4. What investigations are indicated?


Case 3: : A 65-year-old, right-handed man complained of weakness of the right arm. About six months earlier, he had noticed that he could not brush his hair or teeth as rapidly as he had in years past. His wife reported a general slowing down of his daily activities, such as dressing, eating and climbing stairs. Affect was flat. There was a general paucity of movement and facial expression. He blinked infrequently. Upgaze was limited. The remaining cranial nerve examination was within normal limits. Sensation was normal. An obvious tremor was seen at the metacarpophalangeal joints of the right hand when the patient was at rest. The tremor attenuated with movement. Tone was increased in the right arm, especially during contralateral movement. Tone in the left arm was normal. Leg tone was increased bilaterally. Gait was slow and shuffling. Turning was clumsy. Power was normal in all limbs. Reflexes were 1+ and symmetrical.

1. Define "tone." Contrast the differences between increased tone from a) upper motor neuron lesions, b) basal ganglia lesions, and c) frontal lobe lesions?

2. What are the general symptoms of basal ganglia disease?

3. What are the "frontal release signs" and their significance?

4. What is the differential diagnosis in this case?


Case 4:

A 37-year-old, right-handed woman began to stumble yesterday. Today, she is completely unable to walk, and can barely sit without support. Her arm and face strength are normal. There is no sensation below the level of the umbilicus except to deep pain stimuli. She has no control of her bowel or bladder. Tone is flaccid, and knee and ankle jerks are absent.

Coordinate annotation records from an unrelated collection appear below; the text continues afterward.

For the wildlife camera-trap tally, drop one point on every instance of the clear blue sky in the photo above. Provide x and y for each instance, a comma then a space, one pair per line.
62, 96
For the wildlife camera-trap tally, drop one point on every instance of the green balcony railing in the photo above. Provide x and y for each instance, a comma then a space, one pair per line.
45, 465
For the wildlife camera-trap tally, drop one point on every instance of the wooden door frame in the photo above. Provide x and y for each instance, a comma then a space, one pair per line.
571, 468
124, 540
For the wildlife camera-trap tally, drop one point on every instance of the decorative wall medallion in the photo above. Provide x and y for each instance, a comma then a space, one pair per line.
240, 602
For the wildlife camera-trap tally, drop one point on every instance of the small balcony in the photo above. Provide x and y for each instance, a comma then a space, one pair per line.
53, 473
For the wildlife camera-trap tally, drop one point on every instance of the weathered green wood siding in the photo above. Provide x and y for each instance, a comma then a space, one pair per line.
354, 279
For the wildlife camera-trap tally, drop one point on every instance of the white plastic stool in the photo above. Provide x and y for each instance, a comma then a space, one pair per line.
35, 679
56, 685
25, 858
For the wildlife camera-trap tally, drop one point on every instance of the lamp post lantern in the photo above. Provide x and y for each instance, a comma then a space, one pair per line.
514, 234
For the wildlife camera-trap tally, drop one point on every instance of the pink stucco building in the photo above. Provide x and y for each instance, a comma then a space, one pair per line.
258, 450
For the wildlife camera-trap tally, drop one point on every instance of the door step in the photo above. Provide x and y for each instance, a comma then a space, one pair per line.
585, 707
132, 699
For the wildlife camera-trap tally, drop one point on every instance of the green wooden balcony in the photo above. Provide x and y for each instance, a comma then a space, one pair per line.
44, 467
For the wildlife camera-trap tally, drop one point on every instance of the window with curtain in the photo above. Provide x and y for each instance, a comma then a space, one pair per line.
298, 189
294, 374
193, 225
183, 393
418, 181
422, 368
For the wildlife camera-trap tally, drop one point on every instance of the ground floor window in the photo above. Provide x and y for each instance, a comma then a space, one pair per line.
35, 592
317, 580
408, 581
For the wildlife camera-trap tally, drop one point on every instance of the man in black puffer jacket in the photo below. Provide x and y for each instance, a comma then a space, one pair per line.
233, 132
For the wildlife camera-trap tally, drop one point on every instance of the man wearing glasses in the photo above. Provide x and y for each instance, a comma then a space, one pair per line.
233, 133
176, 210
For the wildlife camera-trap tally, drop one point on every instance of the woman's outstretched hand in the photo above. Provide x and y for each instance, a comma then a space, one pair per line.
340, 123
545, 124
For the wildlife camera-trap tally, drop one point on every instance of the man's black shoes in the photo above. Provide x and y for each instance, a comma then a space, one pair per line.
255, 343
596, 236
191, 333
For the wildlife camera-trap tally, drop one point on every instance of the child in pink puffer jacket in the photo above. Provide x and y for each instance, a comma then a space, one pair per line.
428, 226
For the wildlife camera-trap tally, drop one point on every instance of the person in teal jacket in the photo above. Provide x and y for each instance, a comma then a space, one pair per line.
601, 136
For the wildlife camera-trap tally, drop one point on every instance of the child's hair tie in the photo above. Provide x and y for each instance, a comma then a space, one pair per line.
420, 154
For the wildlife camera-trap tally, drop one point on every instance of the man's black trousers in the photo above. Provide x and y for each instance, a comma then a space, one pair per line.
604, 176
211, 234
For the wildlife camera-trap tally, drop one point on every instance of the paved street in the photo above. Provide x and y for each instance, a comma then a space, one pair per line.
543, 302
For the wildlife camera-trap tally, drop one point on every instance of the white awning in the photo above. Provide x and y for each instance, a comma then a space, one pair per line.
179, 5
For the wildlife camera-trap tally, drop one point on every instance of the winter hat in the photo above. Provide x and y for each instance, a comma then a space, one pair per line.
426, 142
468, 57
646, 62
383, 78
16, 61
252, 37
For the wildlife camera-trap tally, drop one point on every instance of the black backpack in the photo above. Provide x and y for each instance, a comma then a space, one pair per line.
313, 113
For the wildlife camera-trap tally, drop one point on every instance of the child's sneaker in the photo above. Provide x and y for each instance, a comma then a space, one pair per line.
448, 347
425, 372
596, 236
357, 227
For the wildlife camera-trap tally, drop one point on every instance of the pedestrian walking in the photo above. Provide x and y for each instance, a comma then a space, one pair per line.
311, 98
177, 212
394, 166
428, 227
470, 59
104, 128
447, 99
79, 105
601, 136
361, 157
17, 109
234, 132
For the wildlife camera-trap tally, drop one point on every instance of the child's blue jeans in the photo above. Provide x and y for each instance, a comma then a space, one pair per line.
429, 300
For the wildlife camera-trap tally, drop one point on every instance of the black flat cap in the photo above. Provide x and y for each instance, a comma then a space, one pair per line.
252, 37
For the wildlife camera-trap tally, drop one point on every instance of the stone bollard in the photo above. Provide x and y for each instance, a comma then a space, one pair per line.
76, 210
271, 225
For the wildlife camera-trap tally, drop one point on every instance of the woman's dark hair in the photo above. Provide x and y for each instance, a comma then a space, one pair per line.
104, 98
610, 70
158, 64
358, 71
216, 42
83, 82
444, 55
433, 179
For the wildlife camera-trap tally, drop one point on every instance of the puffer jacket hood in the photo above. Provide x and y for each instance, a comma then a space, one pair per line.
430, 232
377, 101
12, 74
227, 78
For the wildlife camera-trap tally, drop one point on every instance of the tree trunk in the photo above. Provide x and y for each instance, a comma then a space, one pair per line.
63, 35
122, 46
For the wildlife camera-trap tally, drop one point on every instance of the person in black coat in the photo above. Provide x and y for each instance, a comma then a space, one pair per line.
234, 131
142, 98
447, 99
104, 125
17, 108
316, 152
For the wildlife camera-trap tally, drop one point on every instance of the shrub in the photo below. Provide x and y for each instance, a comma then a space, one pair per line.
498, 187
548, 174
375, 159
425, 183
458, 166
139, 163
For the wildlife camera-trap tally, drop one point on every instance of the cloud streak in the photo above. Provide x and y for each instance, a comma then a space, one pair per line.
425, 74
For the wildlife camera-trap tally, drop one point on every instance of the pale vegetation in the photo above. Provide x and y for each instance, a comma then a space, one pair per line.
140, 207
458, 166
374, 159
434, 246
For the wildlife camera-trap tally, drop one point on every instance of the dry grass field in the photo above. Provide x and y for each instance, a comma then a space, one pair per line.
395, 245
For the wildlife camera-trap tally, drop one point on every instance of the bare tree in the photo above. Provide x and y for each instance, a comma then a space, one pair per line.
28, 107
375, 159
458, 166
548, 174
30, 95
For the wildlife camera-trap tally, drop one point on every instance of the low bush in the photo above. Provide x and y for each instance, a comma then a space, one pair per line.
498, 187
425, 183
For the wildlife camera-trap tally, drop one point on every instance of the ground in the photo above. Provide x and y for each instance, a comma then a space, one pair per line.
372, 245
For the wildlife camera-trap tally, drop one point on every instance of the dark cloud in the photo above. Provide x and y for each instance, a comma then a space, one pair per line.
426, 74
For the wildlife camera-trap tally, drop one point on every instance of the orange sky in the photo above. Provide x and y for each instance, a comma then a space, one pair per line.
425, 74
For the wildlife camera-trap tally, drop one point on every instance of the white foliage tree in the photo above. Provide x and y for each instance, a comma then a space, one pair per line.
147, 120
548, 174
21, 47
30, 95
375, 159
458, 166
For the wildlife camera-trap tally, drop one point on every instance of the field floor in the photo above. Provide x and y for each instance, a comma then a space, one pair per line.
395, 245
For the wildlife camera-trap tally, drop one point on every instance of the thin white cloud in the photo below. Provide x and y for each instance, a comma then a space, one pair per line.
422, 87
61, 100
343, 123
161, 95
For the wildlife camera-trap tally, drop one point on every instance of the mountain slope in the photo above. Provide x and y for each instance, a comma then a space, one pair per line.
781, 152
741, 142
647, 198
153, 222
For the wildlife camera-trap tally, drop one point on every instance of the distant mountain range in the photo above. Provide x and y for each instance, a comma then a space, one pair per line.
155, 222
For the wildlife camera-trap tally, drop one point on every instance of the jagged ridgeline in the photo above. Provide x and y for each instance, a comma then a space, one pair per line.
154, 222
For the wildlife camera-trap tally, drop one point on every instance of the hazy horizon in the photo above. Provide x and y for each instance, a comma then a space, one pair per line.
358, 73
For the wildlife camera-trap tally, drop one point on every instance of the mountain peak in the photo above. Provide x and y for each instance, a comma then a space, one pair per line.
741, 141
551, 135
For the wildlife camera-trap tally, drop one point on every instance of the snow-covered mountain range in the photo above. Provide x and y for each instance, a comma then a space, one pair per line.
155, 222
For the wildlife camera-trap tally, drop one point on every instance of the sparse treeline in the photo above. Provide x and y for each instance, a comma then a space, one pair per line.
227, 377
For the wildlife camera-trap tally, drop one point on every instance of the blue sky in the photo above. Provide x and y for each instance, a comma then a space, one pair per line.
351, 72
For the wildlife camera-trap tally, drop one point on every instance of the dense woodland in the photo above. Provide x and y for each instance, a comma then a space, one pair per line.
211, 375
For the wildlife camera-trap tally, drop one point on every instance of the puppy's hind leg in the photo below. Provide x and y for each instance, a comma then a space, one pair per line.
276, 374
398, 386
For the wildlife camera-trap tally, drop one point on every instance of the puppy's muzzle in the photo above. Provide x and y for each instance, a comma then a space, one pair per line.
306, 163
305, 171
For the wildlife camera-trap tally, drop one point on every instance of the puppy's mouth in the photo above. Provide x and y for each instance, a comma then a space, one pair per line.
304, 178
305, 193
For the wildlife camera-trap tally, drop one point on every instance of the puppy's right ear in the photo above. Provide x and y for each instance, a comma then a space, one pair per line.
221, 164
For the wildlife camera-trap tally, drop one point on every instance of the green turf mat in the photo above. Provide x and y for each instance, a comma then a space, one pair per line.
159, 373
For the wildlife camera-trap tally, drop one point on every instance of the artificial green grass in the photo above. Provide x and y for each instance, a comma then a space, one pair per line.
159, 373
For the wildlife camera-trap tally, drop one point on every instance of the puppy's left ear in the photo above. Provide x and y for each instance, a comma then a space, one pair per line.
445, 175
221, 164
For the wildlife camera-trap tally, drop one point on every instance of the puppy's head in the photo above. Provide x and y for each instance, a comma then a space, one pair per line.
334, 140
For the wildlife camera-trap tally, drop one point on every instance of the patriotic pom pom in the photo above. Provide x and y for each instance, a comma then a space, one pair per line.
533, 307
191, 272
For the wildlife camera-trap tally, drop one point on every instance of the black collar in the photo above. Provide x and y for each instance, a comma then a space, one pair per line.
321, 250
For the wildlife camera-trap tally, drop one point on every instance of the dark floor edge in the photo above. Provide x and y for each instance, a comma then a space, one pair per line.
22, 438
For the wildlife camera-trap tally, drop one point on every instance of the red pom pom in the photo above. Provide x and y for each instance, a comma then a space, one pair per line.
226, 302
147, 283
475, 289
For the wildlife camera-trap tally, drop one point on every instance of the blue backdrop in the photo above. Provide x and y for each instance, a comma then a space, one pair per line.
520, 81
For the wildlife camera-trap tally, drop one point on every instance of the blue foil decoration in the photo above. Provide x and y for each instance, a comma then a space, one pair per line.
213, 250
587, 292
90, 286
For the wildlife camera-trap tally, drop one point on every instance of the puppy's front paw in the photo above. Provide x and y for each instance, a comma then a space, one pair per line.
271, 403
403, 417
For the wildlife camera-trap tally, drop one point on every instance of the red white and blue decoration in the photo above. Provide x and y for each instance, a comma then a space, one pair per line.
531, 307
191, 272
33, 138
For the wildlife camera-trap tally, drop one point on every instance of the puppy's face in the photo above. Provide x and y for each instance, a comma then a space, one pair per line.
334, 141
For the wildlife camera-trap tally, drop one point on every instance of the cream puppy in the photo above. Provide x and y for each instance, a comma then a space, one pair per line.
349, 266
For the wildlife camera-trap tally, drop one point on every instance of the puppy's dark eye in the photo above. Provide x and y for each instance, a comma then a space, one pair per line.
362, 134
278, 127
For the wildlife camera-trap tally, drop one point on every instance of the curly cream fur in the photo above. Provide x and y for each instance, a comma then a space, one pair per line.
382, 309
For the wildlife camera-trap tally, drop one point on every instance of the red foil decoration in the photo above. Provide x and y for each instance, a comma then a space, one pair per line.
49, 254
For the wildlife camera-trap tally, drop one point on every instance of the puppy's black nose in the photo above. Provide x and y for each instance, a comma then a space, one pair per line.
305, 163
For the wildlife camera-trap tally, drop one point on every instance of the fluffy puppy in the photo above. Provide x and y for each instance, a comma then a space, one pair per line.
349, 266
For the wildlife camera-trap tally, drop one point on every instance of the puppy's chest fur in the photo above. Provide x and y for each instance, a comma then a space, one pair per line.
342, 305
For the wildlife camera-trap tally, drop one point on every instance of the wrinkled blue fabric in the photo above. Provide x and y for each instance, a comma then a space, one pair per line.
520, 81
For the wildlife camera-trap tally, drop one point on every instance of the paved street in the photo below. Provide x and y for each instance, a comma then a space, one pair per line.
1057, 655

1. Is there any evidence in this case of neuropathy, myelopathy, or hemisphere disease?
2. What is a "sensory level" and what is its significance?
3. Does flaccid areflexia in this setting rule out an upper motor neuron lesion?
4. What is the likely site of the lesion in this woman?
5. What is the differential diagnosis?


Extra Case if Time Permits


Case 5:
A 45-year-old, right-handed man complained of progressive difficulty with walking of six months' duration. He would occasionally fall, especially in the dark. He also noted that his right arm would shake when drinking Thunderbird wine. Mental status were normal. Speech was slightly dysarthric. Coarse nystagmus was evoked by eccentric gaze in any direction. Sensory exam was normal except for a mild stocking-pattern decrease in pin and vibration sensation. Tone was diminished in all four limbs. No rest tremor was seen, but there was a side-to-side intention tremor of both upper extremities. Tremor was noted on heel-to-shin testing bilaterally. Rapid alternating movements of the hands were impaired. Muscle strength was normal. Reflexes were present and normal other than absent ankle reflexes bilaterally. Gait was broad-based and unsteady. A Romberg sign was present.

1. What areas in the neuraxis are likely affected in this patient?

2. What symptoms and signs occur with damage to the cerebellar hemisphere and what symptoms and signs occur with damage to the cerebellar vermis?

3. What is the likely diagnosis in this man?

4. If this man had a family history of similar problems in a brother and father, what other diagnosis should be considered?

5. If this man had lung cancer, what other diagnoses should be considered?